Nor are we persuaded that defendant proved the defense of entrapment by a preponderance of the evidence.   Specifically, he was required to prove that “(1) he was actively induced or encouraged to commit the offense by a public official;  and (2) such inducement or encouragement created a ‘substantial risk’ that the offense would be committed by defendant who was not otherwise disposed to commit it” (People v. Brown, 82 N.Y.2d 869, 871 [1993];  see Penal Law § 40.05;  People v. Delaney, 309 A.D.2d 968, 970 [2003] ).   “Whether a defendant is predisposed to commit an offense or was induced to commit the offense is a question of fact” (People v. McGee, 49 N.Y.2d 48, 61 [1979], cert denied sub nom.  Quamina v. New York, 446 U.S. 942 [1980];  see People v. Keyes, 193 A.D.2d 936, 936 [1993], lv denied 82 N.Y.2d 756 [1993] ).

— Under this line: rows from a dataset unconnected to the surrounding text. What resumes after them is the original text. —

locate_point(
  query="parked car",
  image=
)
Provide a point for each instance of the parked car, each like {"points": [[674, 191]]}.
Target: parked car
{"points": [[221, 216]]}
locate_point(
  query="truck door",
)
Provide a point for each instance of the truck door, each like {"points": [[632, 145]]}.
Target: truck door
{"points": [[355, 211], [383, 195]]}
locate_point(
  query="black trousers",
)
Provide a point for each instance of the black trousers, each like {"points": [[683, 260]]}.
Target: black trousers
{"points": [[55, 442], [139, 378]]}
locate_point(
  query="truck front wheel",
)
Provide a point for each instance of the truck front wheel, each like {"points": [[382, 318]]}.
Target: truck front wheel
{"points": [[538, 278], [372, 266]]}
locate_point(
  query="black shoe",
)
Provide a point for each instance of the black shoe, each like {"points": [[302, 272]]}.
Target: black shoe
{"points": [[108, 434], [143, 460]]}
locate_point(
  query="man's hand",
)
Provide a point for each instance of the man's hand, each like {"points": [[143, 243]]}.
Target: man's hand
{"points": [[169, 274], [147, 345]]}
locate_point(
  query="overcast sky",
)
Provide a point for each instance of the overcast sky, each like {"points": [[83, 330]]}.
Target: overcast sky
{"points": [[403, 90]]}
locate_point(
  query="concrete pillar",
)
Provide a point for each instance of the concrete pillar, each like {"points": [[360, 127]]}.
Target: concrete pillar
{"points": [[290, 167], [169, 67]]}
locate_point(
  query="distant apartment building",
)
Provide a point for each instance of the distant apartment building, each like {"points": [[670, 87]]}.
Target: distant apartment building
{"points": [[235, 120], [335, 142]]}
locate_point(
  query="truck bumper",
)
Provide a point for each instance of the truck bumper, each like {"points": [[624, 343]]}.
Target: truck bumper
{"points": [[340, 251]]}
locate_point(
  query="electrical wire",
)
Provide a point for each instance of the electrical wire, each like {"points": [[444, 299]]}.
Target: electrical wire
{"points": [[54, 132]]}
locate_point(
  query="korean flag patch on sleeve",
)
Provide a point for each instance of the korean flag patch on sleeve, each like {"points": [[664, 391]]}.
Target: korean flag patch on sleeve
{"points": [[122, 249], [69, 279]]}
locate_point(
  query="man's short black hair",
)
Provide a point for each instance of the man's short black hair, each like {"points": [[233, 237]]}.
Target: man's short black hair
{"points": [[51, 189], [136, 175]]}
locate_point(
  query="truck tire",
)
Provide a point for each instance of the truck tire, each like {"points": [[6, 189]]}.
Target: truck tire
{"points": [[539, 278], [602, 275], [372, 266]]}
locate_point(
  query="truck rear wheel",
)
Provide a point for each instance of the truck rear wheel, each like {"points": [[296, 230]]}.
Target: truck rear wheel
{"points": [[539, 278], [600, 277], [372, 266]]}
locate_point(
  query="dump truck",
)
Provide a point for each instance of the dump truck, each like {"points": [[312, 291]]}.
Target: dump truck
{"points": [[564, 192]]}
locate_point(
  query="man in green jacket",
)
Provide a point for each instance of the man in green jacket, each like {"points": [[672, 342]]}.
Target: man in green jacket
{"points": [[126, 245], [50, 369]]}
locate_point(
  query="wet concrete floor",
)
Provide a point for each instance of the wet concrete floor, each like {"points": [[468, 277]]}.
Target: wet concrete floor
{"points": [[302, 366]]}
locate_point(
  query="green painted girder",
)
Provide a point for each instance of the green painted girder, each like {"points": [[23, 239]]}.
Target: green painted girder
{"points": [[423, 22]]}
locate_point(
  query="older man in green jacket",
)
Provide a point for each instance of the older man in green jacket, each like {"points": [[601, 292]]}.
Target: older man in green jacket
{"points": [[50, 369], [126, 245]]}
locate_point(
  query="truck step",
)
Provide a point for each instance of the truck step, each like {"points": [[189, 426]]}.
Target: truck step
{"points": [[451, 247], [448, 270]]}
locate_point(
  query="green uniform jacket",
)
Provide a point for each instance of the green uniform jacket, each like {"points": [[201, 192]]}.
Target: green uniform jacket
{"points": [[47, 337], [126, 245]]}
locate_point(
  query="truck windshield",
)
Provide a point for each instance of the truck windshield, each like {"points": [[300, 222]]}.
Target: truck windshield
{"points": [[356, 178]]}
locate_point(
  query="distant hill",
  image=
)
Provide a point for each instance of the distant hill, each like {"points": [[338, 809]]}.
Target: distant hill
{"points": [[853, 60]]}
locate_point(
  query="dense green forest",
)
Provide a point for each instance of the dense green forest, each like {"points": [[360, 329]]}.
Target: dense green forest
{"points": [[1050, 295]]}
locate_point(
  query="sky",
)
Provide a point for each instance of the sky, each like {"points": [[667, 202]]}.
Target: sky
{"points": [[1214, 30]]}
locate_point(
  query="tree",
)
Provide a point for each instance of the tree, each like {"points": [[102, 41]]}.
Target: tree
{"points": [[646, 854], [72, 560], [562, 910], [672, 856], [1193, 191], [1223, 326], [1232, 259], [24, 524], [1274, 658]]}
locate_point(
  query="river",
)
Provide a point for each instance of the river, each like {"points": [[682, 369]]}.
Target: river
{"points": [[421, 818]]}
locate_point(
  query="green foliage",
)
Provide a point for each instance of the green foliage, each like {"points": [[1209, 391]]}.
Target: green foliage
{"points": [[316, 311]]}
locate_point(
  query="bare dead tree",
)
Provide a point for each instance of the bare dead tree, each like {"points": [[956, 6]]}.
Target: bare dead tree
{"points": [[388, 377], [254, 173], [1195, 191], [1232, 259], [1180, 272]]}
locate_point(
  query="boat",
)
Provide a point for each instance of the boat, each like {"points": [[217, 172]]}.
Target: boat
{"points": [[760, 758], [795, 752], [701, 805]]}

In this case, the jury credited the confidential informant's testimony that he called defendant only a couple of times to ask him to sell the drugs to him.   Notably, “[m]erely asking a defendant to commit a crime is not such inducement or encouragement as to constitute entrapment” (People v. Brown, 82 N.Y.2d at 872;  see People v. Delaney, 309 A.D.2d at 970).   Moreover, defendant's admitted history as a drug dealer was evidence of his predisposition to commit the crime charged (see People v. Calvano, 30 N.Y.2d 199, 204-205 [1972] ), notwithstanding his claims at trial that he had renounced his old ways.   Accordingly, we do not find the jury's rejection of the entrapment defense to be against the weight of the evidence.

Defendant also contends that he did not receive effective representation.   We do not agree.   Counsel's strategy of attempting to establish the defenses of agency and entrapment was reasonable given the clear evidence that defendant sold cocaine to the informant.   Furthermore, the record as a whole demonstrates that counsel made cogent opening and closing arguments, raised appropriate objections, effectively cross-examined the People's witnesses, and succeeded in raising sufficient fact questions on both defenses to warrant submission to the jury.   Under these circumstances, we find that defendant was afforded the effective assistance of counsel (see People v. Smyth, 233 A.D.2d 746, 748 [1996], lv denied 89 N.Y.2d 1015 [1997] ).

Finally, considering defendant's extensive criminal history, including a previous conviction for sale of a controlled substance, we do not find his sentence to be harsh and excessive, and we decline to disturb it.

Defendant's remaining contentions have been considered and found to be without merit.

Lahtinen, Kavanagh, McCarthy and Egan Jr., JJ., concur.

ORDERED that the judgment is affirmed.